Summary of the invention
The purpose of the present invention is to provide the time domain spectral element emi analysis that a kind of unconditional stability and condition stability mix
Method, thus the quickly complicated multiple dimensioned electromagnetic problem of analysis.
The technical solution for realizing the aim of the invention is as follows: a kind of Time Domain Spectrum of unconditional stability and condition stability mixing
First emi analysis method, steps are as follows:
The first step carries out Geometric Modeling to the electromagnetic problem to be analyzed, and overall model is cutd open using bent hexahedron
Point, the vertex number of each individual cell, the number of coordinate and body are obtained after subdivision;
Second step finds out the hexahedron that size in the grid that subdivision obtains is less than setting value using the method for comparing side length,
It is marked as small size region, remaining grid is designated as large scale region;
Third step, on each point in the grid after electric field value to be defined on to overall model subdivision, and with time domain spectral element method
In GLL multinomial electric field is unfolded in tri- directions XYZ as Basis Function, substitute into time domain wave equation, and adopt
With the gold test of gal the Liao Dynasty, i.e. test basic function is identical as expansion basic function, obtains matrix equation.
Time term in equation is unfolded 4th step with time difference, in the region for the small size being marked using tool
There is the Newmark- β difference scheme of unconditional stability, other regions use the central difference schemes of condition stability, when carrying out
Between iteration when overall time step-length by centered difference region set, according to total each step direct solution of time step number, finally ask
Obtain time domain electric field value.
The bent hexahedral element side length that subdivision uses in step 1 is electromagnetic wavelength for 1/10 λ, λ.
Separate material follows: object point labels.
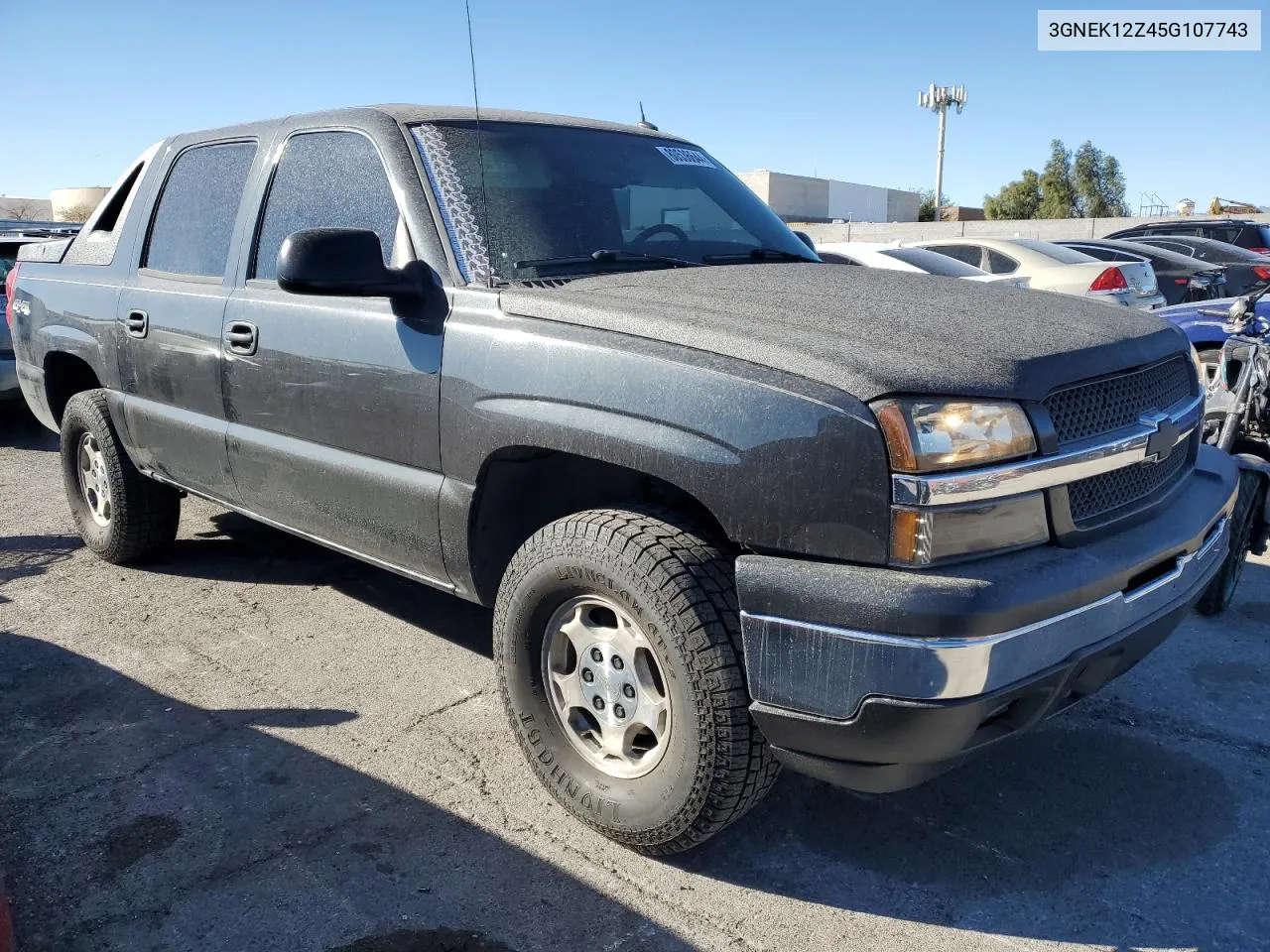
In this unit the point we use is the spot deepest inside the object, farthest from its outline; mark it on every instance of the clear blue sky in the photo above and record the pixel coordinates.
(828, 87)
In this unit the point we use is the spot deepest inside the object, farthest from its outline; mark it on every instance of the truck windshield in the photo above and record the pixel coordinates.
(563, 200)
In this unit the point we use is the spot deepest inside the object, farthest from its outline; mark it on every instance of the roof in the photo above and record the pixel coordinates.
(1169, 222)
(405, 113)
(408, 113)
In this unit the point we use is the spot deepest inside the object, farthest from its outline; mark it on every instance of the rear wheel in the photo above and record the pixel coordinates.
(121, 515)
(1220, 590)
(617, 648)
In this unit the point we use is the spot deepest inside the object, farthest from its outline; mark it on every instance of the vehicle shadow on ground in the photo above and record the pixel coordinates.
(132, 820)
(22, 430)
(1082, 832)
(238, 548)
(1069, 834)
(24, 556)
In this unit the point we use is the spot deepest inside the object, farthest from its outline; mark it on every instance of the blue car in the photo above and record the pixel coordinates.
(1206, 331)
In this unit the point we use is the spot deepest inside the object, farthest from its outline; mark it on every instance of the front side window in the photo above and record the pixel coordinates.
(563, 200)
(193, 222)
(325, 180)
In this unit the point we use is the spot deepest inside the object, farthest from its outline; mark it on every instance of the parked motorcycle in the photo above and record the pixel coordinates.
(1237, 419)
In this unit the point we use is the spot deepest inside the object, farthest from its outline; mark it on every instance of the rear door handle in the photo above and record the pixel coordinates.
(241, 338)
(137, 324)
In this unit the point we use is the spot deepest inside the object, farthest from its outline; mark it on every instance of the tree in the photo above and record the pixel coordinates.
(926, 203)
(21, 211)
(1057, 193)
(1019, 199)
(1112, 188)
(1087, 179)
(1086, 185)
(79, 212)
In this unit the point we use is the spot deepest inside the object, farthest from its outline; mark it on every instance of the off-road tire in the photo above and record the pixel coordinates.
(680, 588)
(1220, 590)
(145, 515)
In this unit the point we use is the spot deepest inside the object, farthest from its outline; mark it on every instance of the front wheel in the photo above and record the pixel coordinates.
(617, 648)
(1220, 590)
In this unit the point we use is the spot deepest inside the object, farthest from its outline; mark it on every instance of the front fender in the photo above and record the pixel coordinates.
(781, 463)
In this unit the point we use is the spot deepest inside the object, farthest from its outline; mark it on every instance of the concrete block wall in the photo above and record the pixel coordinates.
(1043, 229)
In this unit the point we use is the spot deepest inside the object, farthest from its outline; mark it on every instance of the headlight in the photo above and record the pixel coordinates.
(926, 435)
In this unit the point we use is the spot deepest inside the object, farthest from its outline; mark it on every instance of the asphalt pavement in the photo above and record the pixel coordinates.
(258, 744)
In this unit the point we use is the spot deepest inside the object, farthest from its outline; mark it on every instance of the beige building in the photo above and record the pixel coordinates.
(811, 199)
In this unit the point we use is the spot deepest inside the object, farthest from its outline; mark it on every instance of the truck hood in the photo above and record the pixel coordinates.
(1202, 327)
(864, 330)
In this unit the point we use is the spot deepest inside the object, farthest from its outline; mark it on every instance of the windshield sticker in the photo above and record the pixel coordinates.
(686, 157)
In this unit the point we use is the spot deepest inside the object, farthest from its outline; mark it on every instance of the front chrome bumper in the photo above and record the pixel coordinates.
(828, 671)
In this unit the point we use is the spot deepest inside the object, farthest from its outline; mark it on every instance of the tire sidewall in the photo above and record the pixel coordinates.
(640, 805)
(75, 422)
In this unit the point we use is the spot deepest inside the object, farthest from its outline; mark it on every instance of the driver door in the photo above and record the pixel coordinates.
(333, 402)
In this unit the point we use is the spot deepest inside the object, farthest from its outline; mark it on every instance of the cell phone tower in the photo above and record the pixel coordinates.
(939, 99)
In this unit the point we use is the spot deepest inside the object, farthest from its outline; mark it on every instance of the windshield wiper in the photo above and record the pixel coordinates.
(760, 254)
(606, 255)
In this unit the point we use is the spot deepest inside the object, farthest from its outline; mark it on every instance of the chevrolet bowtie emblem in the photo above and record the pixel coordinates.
(1164, 436)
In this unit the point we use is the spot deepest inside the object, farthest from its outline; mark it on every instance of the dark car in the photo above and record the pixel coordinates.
(1250, 235)
(731, 507)
(1182, 278)
(1245, 271)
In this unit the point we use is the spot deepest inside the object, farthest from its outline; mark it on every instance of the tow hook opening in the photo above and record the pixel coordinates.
(1148, 575)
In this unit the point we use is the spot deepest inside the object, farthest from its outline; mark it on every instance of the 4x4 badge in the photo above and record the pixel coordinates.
(1166, 434)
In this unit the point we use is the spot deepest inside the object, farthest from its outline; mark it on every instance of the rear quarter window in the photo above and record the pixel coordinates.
(193, 222)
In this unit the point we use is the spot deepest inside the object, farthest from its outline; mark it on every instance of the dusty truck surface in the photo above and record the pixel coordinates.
(731, 507)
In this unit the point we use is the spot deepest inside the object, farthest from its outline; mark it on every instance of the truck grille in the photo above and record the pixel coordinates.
(1096, 500)
(1101, 407)
(1109, 404)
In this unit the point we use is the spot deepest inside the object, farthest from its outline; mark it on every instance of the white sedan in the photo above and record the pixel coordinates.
(1049, 267)
(916, 261)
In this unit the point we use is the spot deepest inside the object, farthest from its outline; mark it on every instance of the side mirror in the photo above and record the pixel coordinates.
(338, 262)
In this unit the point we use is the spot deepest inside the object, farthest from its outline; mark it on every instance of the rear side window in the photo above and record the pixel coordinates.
(325, 180)
(933, 263)
(1174, 246)
(1102, 254)
(970, 254)
(1000, 263)
(1229, 234)
(194, 220)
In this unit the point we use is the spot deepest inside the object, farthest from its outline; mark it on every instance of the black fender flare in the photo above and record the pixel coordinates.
(1248, 462)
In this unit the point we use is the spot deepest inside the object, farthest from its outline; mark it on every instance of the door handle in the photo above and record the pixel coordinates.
(241, 338)
(137, 324)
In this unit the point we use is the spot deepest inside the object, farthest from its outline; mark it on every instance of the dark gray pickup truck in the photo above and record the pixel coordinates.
(731, 507)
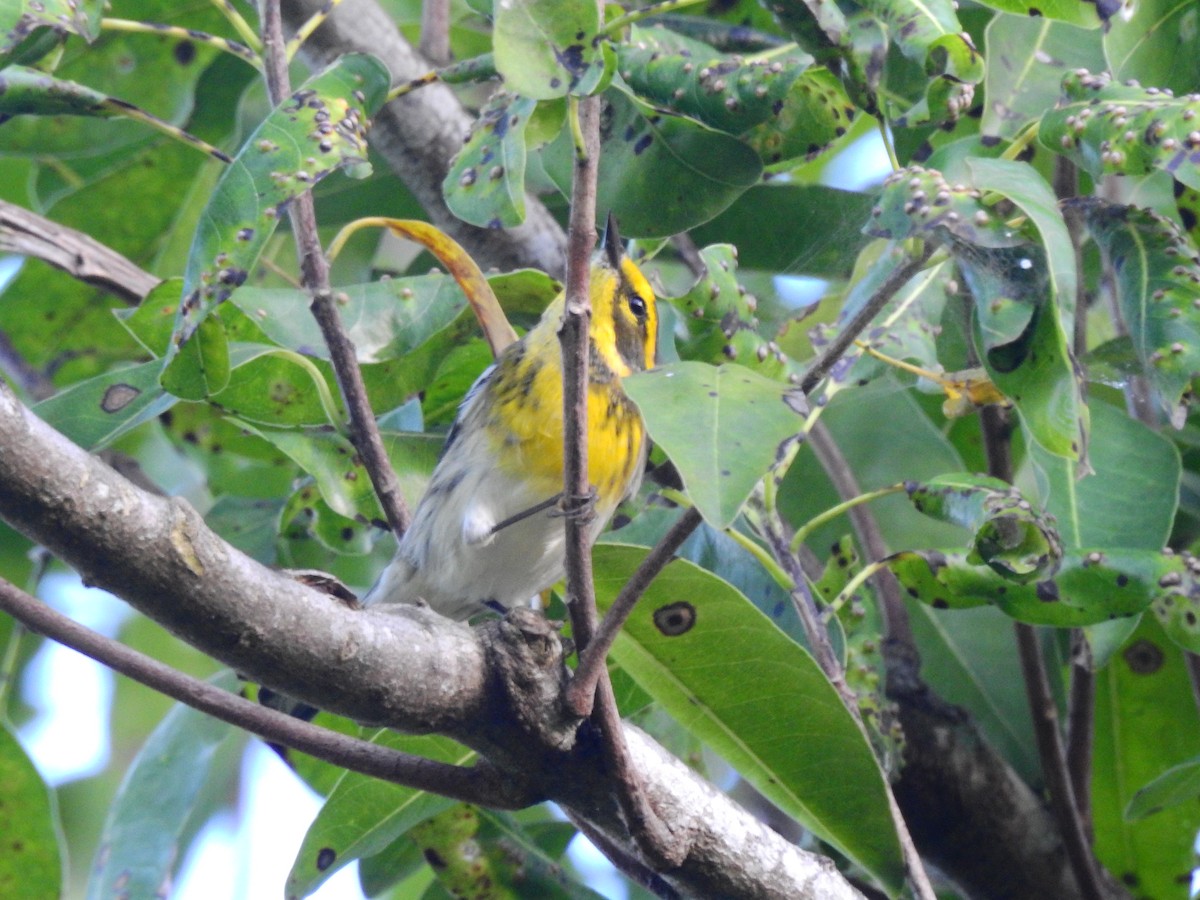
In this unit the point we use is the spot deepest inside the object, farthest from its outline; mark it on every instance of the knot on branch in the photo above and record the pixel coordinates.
(525, 651)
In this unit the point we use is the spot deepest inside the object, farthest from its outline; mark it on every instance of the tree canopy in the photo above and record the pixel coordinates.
(906, 601)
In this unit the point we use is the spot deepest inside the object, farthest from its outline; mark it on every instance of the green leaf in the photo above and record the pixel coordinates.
(335, 465)
(1156, 271)
(687, 635)
(364, 815)
(720, 318)
(95, 412)
(489, 853)
(724, 91)
(1179, 784)
(1071, 11)
(547, 48)
(737, 426)
(201, 367)
(921, 203)
(160, 75)
(384, 319)
(30, 859)
(1090, 586)
(319, 129)
(485, 185)
(30, 91)
(970, 658)
(21, 18)
(1110, 129)
(1129, 498)
(1144, 708)
(1027, 59)
(1144, 43)
(659, 174)
(1009, 535)
(815, 240)
(139, 847)
(275, 387)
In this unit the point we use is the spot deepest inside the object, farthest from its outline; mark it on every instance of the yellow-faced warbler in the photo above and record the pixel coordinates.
(485, 535)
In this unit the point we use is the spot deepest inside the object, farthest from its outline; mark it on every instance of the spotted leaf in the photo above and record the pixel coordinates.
(21, 19)
(1011, 537)
(319, 129)
(738, 425)
(485, 185)
(685, 637)
(1157, 283)
(1111, 129)
(1090, 586)
(549, 48)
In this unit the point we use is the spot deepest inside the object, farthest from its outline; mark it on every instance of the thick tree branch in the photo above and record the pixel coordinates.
(480, 784)
(996, 433)
(406, 667)
(419, 133)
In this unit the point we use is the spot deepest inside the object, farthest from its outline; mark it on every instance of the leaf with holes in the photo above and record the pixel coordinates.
(659, 174)
(97, 411)
(1027, 59)
(689, 631)
(319, 129)
(1011, 537)
(1120, 130)
(1157, 281)
(1090, 586)
(363, 815)
(549, 48)
(21, 18)
(720, 318)
(738, 425)
(485, 185)
(725, 91)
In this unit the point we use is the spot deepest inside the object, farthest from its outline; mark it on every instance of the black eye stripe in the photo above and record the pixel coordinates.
(636, 305)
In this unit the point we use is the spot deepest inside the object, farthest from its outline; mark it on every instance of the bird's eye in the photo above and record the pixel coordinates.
(637, 306)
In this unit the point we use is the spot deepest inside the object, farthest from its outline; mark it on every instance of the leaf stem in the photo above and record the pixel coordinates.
(315, 269)
(316, 21)
(647, 12)
(150, 28)
(239, 24)
(804, 531)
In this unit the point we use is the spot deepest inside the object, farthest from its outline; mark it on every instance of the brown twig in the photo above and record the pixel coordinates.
(648, 831)
(435, 43)
(480, 784)
(996, 433)
(581, 691)
(76, 253)
(315, 268)
(845, 337)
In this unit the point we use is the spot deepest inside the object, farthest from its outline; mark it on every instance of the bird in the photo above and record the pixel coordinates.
(487, 534)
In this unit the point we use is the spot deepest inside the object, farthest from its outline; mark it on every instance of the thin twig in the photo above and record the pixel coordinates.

It obtains that the size of grid is related in step 2 after the selection of setting value and subdivision, should guarantee less than this setting value
The ratio that the number of grid accounts for integral grid number is as small as possible, guarantees the size of minimum grid in large scale region with whole again
The ratio between the size of a region minimum grid is as big as possible.
GLL basic function form used in step 3 is as follows:
Wherein,J=0,1 ... N, LN(ξ) is N rank Legendre
Multinomial, by the node { ξ in ξ ∈ [- 1,1]j, j=0,1 ... N } and it is used as GLL point, they are equations(N+1) a root;
By electric field base function expansion, it is updated to time domain wave equation
It is tested using Galerkin method, i.e., test function is identical as basic function, obtains overall coefficient matrix, solves equation
In step 4, the equation after the region of small size is using Newmark- β difference scheme are as follows:
([T]+Δt2β[S])en+1=(2 [T]-Δ t2(1-2β)[S])en-([T]+Δt2β[S])en-1
Equation becomes after large scale region is using central difference schemes:
[T]en+1=(2 [T]-Δ t2[S])en-[T]en-1
Equation is solved, in each step time iteration, first solves the electric field at centered difference region, then solve Newmark-
The electric field of β differential area finally obtains total time domain electric field value.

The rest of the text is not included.